Gary Woollard

Personal information
- Full name: Gary John Woollard
- Born: 15 August 1942 Waiuku, New Zealand
- Died: 15 August 2021 (aged 79) Auckland, New Zealand

Playing information
- Position: Stand-off
Club
| Years | Team | Pld | T | G | FG | P |
|  | Miramar (WRL) |  |  |  |  |  |
|  | Mount Albert Lions |  |  |  |  |  |
|  | Total | 0 | 0 | 0 | 0 | 0 |
Representative
| Years | Team | Pld | T | G | FG | P |
|  | Wellington |  |  |  |  |  |
| 1963–71 | New Zealand | 10 | 2 | 0 | 0 | 6 |
|  | Auckland |  |  |  |  |  |
- Source:

= Gary Woollard =

New Zealand rugby league footballer (1942–2021)

Gary John Woollard (15 August 1942 – 15 August 2021) was a New Zealand professional rugby league footballer who represented New Zealand, including at the 1970 World Cup.

==Playing career==
After growing up in Auckland, Woollard moved to Wellington in 1961, joining the Miramar club in the Wellington Rugby League competition. Miramar won the Wellington premiership in 1962, again in 1964 and shared a third with Waterside in 1966.

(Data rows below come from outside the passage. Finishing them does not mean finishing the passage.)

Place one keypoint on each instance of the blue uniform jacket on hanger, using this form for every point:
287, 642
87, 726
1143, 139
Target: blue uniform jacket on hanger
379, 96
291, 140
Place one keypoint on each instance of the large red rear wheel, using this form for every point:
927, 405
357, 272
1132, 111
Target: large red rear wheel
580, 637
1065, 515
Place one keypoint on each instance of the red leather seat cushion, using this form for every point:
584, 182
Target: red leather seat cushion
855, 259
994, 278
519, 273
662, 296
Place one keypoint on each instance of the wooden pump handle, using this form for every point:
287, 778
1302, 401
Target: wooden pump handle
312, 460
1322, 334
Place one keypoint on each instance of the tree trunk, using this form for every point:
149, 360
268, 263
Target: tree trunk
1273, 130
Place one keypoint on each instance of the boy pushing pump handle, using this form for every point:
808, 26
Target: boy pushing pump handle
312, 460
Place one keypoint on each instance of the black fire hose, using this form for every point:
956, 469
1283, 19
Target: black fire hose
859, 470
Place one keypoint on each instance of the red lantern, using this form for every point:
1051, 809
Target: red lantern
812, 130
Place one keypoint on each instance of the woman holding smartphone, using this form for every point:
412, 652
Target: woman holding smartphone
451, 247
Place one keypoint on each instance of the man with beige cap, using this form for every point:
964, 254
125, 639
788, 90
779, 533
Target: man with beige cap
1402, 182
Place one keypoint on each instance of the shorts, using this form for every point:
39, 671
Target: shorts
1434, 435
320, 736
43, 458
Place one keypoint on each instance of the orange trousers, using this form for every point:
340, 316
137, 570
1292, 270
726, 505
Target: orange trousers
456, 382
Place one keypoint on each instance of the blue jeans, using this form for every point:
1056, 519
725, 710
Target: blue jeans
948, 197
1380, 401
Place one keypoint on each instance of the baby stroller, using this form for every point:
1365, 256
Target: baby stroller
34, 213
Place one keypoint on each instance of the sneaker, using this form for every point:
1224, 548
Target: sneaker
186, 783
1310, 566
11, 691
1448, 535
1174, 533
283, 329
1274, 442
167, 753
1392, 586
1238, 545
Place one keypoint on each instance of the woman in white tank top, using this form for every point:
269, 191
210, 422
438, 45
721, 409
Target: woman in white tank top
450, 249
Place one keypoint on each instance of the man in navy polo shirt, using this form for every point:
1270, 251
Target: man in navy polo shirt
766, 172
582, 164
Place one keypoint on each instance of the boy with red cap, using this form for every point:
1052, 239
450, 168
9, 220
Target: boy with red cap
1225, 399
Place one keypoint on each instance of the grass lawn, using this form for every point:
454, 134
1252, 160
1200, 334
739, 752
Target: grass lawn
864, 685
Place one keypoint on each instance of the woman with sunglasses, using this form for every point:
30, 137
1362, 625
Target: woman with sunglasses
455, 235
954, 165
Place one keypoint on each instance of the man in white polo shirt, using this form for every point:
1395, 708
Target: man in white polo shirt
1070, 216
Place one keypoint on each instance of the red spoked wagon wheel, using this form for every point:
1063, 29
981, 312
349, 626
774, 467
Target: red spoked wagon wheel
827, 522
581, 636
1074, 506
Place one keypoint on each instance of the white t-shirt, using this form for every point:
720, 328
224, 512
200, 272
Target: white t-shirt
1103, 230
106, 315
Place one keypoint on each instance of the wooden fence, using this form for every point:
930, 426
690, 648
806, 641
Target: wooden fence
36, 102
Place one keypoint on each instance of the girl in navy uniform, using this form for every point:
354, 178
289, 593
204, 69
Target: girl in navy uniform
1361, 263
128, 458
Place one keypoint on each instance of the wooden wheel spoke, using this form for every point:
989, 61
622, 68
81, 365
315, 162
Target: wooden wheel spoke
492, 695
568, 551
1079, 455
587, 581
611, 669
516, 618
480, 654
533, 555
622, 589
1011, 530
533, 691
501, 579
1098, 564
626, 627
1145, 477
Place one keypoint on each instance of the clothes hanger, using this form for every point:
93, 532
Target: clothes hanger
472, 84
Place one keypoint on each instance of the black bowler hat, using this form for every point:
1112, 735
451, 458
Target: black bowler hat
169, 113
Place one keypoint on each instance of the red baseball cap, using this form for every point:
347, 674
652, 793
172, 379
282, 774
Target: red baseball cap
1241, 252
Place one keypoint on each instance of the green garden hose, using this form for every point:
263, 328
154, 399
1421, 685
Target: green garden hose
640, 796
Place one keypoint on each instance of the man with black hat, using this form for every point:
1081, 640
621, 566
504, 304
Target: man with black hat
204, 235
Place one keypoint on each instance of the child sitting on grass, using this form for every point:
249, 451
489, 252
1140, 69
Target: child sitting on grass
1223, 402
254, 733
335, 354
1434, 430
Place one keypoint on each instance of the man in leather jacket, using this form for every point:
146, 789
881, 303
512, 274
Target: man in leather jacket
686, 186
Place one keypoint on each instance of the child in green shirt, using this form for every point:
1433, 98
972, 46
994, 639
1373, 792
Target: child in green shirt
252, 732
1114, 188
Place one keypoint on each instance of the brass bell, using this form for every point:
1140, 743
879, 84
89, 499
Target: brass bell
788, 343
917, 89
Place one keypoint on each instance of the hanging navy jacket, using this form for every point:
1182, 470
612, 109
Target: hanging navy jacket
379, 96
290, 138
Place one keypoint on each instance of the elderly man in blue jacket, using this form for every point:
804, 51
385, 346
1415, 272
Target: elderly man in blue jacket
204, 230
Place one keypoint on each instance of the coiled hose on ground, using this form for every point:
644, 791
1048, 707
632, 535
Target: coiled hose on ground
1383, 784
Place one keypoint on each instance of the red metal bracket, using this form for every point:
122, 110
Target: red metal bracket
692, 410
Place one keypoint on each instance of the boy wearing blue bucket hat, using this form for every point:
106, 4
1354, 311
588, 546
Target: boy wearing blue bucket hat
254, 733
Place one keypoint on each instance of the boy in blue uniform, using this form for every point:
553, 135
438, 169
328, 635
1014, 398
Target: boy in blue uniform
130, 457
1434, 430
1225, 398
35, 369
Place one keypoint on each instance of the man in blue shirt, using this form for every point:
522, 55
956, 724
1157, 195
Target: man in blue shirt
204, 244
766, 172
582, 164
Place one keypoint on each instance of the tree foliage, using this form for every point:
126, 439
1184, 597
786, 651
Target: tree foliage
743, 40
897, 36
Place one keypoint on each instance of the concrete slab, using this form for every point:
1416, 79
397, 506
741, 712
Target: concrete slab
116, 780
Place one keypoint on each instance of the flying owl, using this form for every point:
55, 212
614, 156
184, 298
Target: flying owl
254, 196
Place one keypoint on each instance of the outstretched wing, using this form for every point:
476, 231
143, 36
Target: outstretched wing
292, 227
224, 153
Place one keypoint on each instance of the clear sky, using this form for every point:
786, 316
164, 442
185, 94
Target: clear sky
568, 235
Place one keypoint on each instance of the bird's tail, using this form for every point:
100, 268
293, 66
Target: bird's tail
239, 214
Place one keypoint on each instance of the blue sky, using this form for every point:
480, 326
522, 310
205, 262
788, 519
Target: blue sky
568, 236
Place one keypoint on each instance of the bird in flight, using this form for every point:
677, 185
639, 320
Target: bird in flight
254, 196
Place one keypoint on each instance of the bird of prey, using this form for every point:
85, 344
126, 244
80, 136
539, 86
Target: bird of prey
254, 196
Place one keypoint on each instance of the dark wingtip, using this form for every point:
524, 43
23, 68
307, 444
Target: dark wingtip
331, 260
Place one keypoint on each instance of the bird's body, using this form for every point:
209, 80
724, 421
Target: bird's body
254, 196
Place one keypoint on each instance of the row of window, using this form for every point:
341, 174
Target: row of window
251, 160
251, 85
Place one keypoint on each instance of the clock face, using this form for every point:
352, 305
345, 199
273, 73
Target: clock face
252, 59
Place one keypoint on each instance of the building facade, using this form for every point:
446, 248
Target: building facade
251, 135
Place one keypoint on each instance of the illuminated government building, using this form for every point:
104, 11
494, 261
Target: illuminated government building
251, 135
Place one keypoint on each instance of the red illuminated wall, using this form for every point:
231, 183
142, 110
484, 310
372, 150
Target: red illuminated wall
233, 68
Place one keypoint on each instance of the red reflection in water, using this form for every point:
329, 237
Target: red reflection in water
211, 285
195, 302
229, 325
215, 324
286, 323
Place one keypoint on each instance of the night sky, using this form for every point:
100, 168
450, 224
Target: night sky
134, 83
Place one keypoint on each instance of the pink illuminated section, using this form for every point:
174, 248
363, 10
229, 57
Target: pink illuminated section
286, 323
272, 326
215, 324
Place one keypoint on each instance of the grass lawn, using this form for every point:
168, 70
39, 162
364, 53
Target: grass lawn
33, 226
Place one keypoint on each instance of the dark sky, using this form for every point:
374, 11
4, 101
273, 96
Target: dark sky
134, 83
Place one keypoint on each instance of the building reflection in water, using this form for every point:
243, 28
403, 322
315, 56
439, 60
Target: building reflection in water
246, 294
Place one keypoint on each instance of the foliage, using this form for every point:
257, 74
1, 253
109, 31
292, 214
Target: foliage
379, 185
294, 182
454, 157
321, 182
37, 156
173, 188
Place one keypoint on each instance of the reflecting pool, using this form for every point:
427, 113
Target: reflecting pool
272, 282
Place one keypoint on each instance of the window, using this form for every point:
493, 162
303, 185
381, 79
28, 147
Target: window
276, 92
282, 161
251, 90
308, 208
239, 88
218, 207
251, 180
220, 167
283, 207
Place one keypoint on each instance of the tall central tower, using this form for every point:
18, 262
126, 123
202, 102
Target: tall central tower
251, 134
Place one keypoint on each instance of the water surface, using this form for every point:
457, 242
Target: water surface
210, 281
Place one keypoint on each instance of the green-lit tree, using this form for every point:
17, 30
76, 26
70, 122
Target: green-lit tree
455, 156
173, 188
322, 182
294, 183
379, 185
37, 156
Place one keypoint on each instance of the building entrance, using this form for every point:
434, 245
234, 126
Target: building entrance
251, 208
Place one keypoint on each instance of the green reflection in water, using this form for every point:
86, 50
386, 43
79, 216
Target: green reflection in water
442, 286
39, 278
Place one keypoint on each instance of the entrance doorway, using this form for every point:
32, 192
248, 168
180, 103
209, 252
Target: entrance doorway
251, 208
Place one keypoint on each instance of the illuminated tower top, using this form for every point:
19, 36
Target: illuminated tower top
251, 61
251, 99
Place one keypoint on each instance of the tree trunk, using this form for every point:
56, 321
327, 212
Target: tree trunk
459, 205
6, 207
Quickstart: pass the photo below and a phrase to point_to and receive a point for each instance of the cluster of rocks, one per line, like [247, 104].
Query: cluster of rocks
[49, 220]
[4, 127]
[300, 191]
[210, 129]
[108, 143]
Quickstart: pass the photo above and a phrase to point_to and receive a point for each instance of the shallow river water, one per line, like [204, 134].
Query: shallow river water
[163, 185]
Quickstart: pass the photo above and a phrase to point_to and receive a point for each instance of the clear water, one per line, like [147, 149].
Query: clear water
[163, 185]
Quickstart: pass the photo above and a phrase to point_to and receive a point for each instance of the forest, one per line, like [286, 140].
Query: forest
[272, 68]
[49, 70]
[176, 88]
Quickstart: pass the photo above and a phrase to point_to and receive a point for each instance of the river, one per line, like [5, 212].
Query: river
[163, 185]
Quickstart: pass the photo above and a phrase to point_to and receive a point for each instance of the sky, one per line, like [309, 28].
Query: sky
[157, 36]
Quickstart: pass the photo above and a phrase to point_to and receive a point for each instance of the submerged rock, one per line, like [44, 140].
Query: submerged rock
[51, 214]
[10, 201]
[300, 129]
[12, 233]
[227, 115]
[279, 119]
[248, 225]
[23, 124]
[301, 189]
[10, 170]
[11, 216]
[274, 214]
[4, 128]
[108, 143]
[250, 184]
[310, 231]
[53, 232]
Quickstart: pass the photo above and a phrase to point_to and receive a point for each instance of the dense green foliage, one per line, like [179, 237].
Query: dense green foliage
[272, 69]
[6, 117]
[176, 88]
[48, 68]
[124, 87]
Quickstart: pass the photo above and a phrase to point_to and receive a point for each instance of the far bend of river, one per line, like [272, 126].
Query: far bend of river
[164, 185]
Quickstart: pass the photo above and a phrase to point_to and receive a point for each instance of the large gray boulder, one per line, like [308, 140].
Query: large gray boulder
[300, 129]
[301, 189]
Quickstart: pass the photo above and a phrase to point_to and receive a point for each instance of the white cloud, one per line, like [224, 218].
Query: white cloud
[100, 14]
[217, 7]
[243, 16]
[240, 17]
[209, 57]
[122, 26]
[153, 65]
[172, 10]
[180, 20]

Woollard made his debut for the New Zealand national rugby league team in 1963 as a Wellington representative. He next played for the Kiwis in 1967, by which time he was now representing Auckland. He played a total of ten test matches for New Zealand, and was part of the squad that competed at the 1970 World Cup.

Woollard played for New Zealand in 1969 when they defeated Australia 2–1 in a Test series. He was also part of the Kiwis 1971 tour of Great Britain and France, winning 2–1 in Britain and 2–0, with one draw, in France. It was the Kiwis first Test win on British soil since the 1907–08 All Golds tour.

In 1969, while playing for the Mount Albert Lions, Woollard won the Lipscombe Cup as the Auckland Rugby League Sportsman of the Year.

Woollard was married to Elizabeth Woollard. He had three children.